Songwriting advice is no different from other advice: most of it is simplistic, a lot of it is ungenerous, and the worst of it is discouraging and just plain mean. Still, I can’t resist reading it, and now that I’m 35 and feeling a little bit of momentary confidence in my own writing, I can’t resist giving my own advice. Hopefully, though, this advice is going to be a little different.
If your goal is to write songs that sound like the ones you hear on the radio, this advice may not help you that much. If your goal is to write songs that are more interesting, more powerful, more true to life – songs that do more than the songs on the radio – then, hopefully, you’ll be able to relate to this advice. So that’s the first songwriting tip: songs can do more.

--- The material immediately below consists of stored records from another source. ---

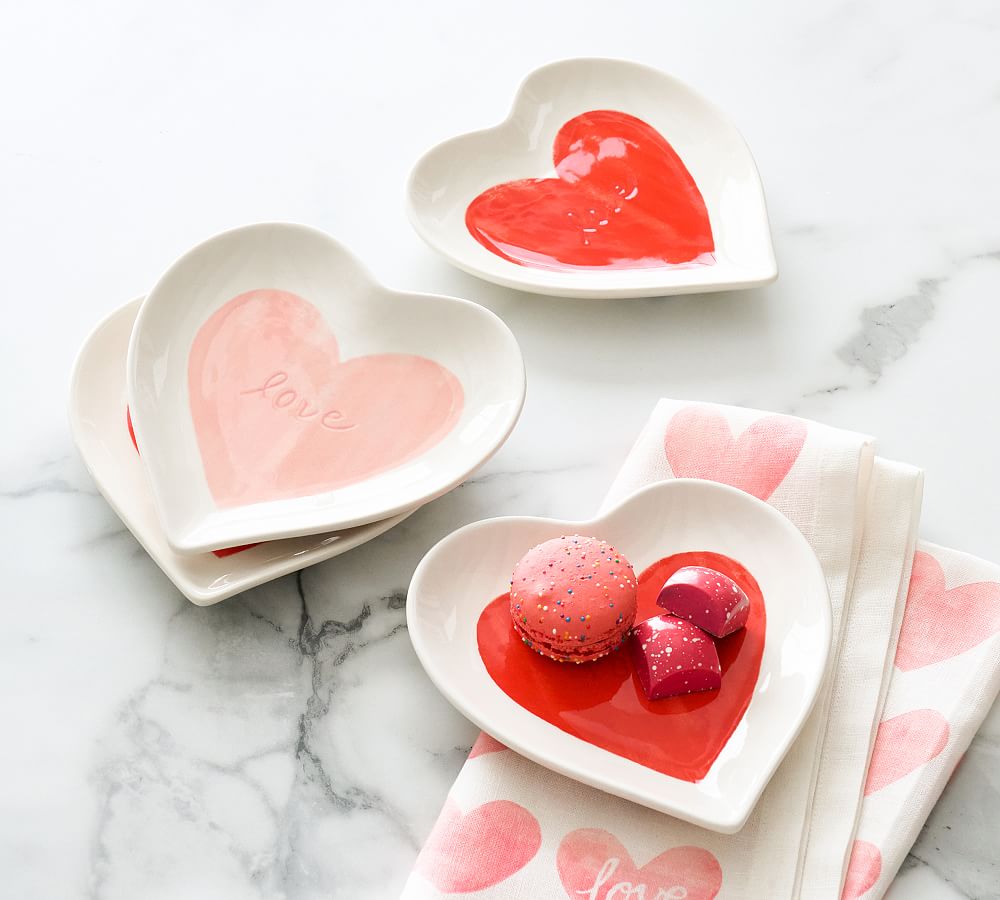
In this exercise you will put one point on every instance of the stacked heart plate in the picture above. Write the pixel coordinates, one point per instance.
(607, 180)
(269, 405)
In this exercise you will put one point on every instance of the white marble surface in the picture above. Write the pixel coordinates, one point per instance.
(286, 744)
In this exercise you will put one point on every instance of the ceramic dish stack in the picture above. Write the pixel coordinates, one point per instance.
(269, 405)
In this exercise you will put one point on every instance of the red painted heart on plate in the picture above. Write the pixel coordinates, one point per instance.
(278, 415)
(593, 864)
(478, 849)
(939, 623)
(621, 198)
(603, 702)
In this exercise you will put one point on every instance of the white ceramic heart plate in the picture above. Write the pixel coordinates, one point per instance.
(277, 390)
(447, 178)
(460, 575)
(98, 421)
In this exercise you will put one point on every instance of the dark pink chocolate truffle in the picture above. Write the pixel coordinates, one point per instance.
(672, 657)
(707, 598)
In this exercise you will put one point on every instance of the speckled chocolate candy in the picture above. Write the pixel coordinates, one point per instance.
(673, 657)
(707, 598)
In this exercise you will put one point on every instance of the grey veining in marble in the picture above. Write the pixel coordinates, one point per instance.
(286, 744)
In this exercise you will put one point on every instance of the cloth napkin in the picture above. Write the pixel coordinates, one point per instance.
(915, 667)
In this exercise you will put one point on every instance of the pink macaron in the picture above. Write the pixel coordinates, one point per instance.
(573, 599)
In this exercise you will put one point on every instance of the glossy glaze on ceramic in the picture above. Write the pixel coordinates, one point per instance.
(278, 414)
(621, 199)
(603, 702)
(451, 176)
(460, 576)
(103, 436)
(279, 470)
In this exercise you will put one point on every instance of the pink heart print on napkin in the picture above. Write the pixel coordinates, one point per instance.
(903, 744)
(593, 865)
(277, 414)
(478, 849)
(862, 871)
(939, 623)
(699, 444)
(485, 744)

Just a quick example – a recent song that floored me when I first heard it is Vince Staples’ “Blue Suede”:
Staples blue suede sneakers are more than just an allusion to Carl Perkins’ “Blue Suede Shoes” – Staples’ song is a thorough rewrite of the rock and roll hit. The speaker of “Blue Suede Shoes” is a swaggering nihilist, unconcerned for his own physical safety, except as it affects his exceptional shoe game. Perkins plays this character for laughs, but this combination of themes – the cheapness of life, in contrast to the high cost of fashion – is also the subject of the many versions of “Stagger Lee”, where Billy Lyons gets killed for a five-dollar Stetson hat.
In Staples’ reimagining of “Blue Suede Shoes” the violence is no longer cartoonish, and the consequences are outlined in the song’s second line; here “young graves get the bouquets”. The verses outline a laundry list of hip hop clichés, complete with frequent allusions which make it clear that Staples, like Perkins, is constructing a character. Unlike the happy-go-lucky speaker of “Blue Suede Shoes”, Staples’ alter ego fears for his own life, and his bravado feels empty, undercut with a deep ambivalence.
In addition to creating a compelling and complex character in two verses and a chorus, “Blue Suede” convincingly connects the “killed for Jordans” motif to older song traditions that dealt with the same stories and themes. It’s a packed three minutes, but it’s not unique. Lots of songs do this much, even if they do it in more subtle ways.